Friday, July 18, 2008

The Piety of Violence

Dear George,

Last night the Angel of the Lord came to me during a hallucinatory episode and explained the symbiotic marriage between Christianity and violence.

In speaking of Christianity, we must distinguish between Christians and followers of the Way. Christians hide behind the ramparts of dogma; followers live their faith. Followers are dangerous for in their efforts to transcend the Christian culture of death they, like all madmen, seek clarity of vision. And as we know, violence curdles in the bright light of truth.

Wisely, history has marginalized these followers, allowing just a few of them—St. Francis and Martin Luther King—to gain prominence, thus giving the impression that the church is peopled with followers.

Were any attention paid to the followers, they could ruin everything. Here is an example of their negativity from one of their theologians:

The American churches more often than not have been among the most menial, manipulated and degraded vessels of the power of death.[1]

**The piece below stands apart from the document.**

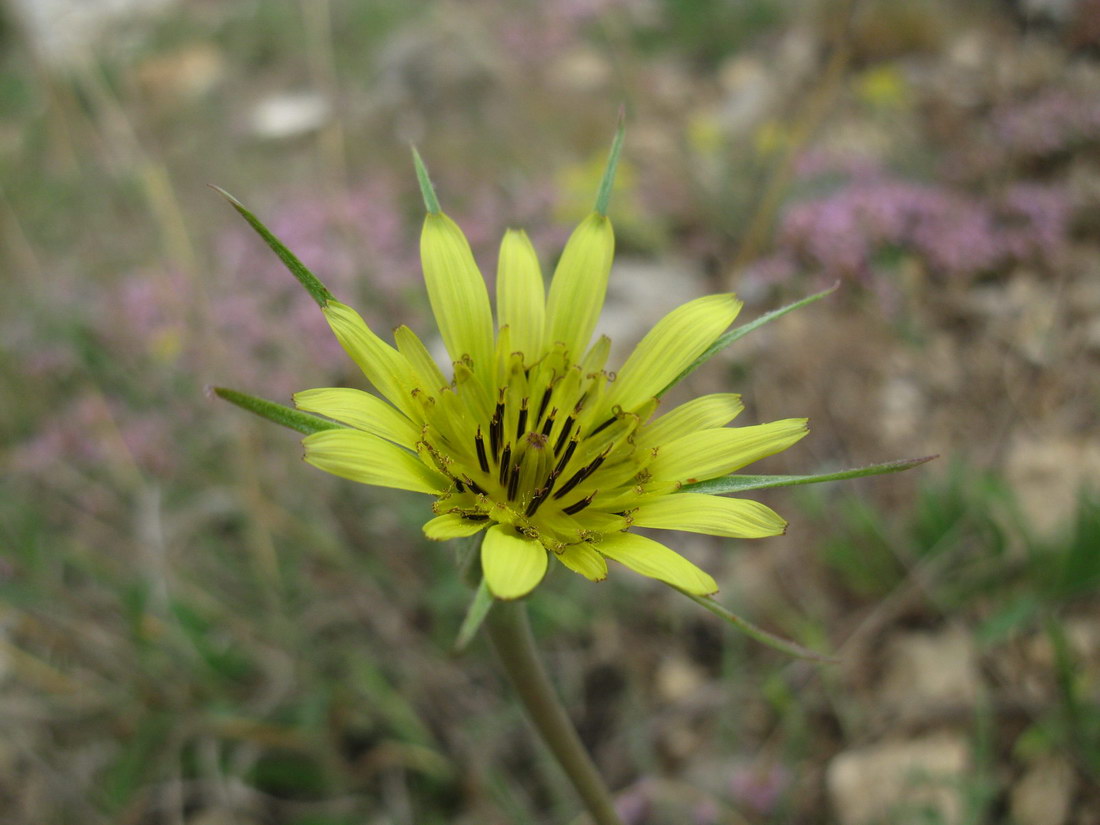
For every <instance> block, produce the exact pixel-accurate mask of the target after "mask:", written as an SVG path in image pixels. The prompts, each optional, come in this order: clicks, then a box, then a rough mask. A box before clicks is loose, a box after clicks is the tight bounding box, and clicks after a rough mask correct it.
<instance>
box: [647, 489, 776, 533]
mask: <svg viewBox="0 0 1100 825" xmlns="http://www.w3.org/2000/svg"><path fill="white" fill-rule="evenodd" d="M631 517H632V519H634V524H635V525H636V526H638V527H656V528H659V529H662V530H686V531H687V532H705V533H707V535H711V536H729V537H731V538H735V539H758V538H763V537H764V536H781V535H782V533H783V531H784V530H787V521H784V520H783V519H782V518H781V517H780V516H779V514H777V513H775V511H774V510H773V509H771V508H770V507H766V506H764V505H762V504H760V503H759V502H753V500H750V499H747V498H723V497H722V496H708V495H704V494H702V493H678V494H674V495H669V496H662V497H661V498H658V499H657V500H654V502H651V503H649V504H643V505H642V506H641V507H639V508H638V509H636V510H635V511H634V513H632V514H631Z"/></svg>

Fortunately, few people have read him.

As a servant of death, the church’s main function is to profane the Way by reducing it to a rigid dogma that leads people away from God. The Spirit is fossilized and rendered harmless while falsehood is recast as truth. Alexander Solzhenitsyn understood this when he wrote:

Let us not forget that violence does not exist by itself and cannot do so; it is necessarily interwoven with lies. Violence finds its only refuge in falsehood, falsehood its only support in violence. Any man who has once acclaimed violence as his method must inexorably choose falsehood as his principle.

Christianity brings purity to violence. Slaughter is always easier when done in the name of God because lies taste better when flavored with scripture.

You’ve got a lock on it, George.

Your admirer,
Belacqua Jones

[1] William Stringfellow

4 comments:

Steve said...

As usual, an excellent explanation of what's gone wrong with Christianity. I've heard of Stringellow; maybe I'll have to get into him a little more.

Case Wagenvoord said...

Steve,

He has some interesting ideas.

thepoetryman said...

I have learnt silence from the talkative, toleration from the intolerant, and kindness from the unkind; yet strange, I am ungrateful to these teachers.
__Kahlil Gibran

Case Wagenvoord said...

He forgot learning sanity from the mad.